Plans to convert all schools into academies risk creating “boom times for lawyers, auditors and consultants” while teachers struggle, a union leader has said as he called for heads to “spend time in the classroom, not the boardroom”.
Less than 24 hours after headteachers took the unexpected step of putting industrial action on the table over academy plans, Russell Hobby, the general secretary of the National Association of Headteachers, took to the stage in Birmingham to rail against the government, claiming it has “not won the argument” on full academisation.
More than 95 per cent of the union’s members, including a large number of academy heads, yesterday backed a motion calling for industrial action as a “last resort” if negotiations with government to halt the policy are unsuccessful.
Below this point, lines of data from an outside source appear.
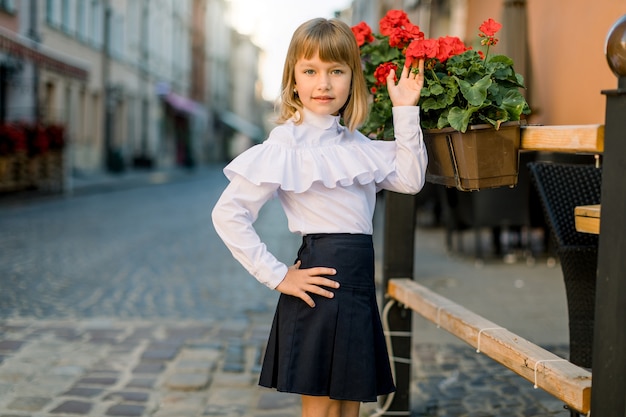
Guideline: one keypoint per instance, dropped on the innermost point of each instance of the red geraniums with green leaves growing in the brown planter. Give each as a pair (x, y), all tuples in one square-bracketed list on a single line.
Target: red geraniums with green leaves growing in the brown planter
[(449, 66)]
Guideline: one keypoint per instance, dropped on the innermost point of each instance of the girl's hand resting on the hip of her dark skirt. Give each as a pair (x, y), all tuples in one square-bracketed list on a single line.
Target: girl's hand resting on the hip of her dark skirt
[(299, 282)]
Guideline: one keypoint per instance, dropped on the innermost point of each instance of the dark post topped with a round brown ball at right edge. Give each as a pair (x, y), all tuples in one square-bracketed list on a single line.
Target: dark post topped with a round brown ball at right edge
[(608, 397)]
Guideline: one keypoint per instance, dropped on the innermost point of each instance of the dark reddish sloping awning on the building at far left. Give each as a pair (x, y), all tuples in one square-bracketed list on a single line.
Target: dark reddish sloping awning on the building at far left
[(24, 48)]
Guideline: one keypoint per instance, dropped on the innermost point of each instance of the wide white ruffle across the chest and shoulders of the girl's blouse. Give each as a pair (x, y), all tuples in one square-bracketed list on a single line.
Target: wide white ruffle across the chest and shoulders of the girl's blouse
[(353, 159)]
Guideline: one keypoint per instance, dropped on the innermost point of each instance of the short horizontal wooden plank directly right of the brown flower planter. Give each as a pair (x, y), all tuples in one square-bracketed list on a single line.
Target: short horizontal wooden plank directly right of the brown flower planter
[(565, 138)]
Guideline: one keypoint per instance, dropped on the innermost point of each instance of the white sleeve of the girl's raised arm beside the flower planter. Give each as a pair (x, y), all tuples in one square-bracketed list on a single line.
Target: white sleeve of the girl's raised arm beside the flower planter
[(410, 152)]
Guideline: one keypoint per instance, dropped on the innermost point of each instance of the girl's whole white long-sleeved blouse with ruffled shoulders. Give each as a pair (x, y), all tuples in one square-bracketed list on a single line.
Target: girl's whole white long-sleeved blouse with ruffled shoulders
[(325, 177)]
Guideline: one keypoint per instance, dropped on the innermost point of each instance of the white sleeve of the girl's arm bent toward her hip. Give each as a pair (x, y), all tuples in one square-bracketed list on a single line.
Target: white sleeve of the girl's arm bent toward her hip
[(233, 217)]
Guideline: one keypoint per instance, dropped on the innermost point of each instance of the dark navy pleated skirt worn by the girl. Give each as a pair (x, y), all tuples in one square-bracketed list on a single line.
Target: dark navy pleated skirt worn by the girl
[(336, 349)]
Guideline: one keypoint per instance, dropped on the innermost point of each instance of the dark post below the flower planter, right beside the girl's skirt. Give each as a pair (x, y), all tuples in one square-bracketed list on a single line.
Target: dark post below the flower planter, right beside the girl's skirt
[(398, 252)]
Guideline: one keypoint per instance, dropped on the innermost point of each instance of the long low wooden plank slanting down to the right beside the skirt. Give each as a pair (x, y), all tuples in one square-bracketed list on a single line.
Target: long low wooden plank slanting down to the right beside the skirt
[(557, 376)]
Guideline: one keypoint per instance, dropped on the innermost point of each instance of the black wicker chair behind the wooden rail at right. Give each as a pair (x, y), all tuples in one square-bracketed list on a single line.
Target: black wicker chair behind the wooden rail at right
[(561, 187)]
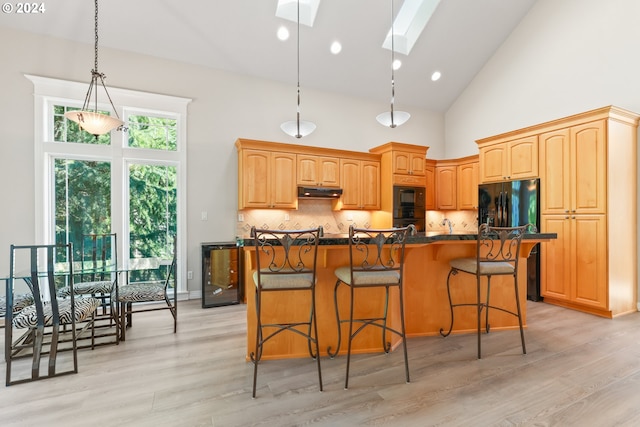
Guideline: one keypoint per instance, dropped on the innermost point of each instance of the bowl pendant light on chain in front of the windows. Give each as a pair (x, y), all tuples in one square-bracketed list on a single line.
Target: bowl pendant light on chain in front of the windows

In his speech, Hobby, who has previously insisted he is in favour of schools becoming academies if they choose to do so, said 15,000 schools had rejected academy status over the years despite incentives and “pressure” because of a belief it is “not right for them”.
“It is odd to praise professional autonomy and then reject it in practice,” he said. “This isn’t ideology: many schools have evaluated academy status objectively and simply found it to be a low priority compared to their work on teaching and learning.
“Good heads want to spend time in the class room not the board room.”
Hobby also questioned whether the Department for Education had the “capacity or operational skills” to manage the scale of the transition of all schools to academy status by 2022, and said he was “particularly dubious” of this during a time of stretched budgets.
“These are boom times for lawyers, auditors and consultants. Better if they were boom times for teachers,” he said.
Describing forced academisation as a “major change that alienates a substantial fraction of the people who must implement it”, Hobby called on the government to “press the pause button”.
He said: “I can understand the desire for a single coherent system but let’s step back and consider a better way. Do not bring forward legislation now. Spend more time consulting the profession, parents and local government. Do not compel schools against their best judgement.”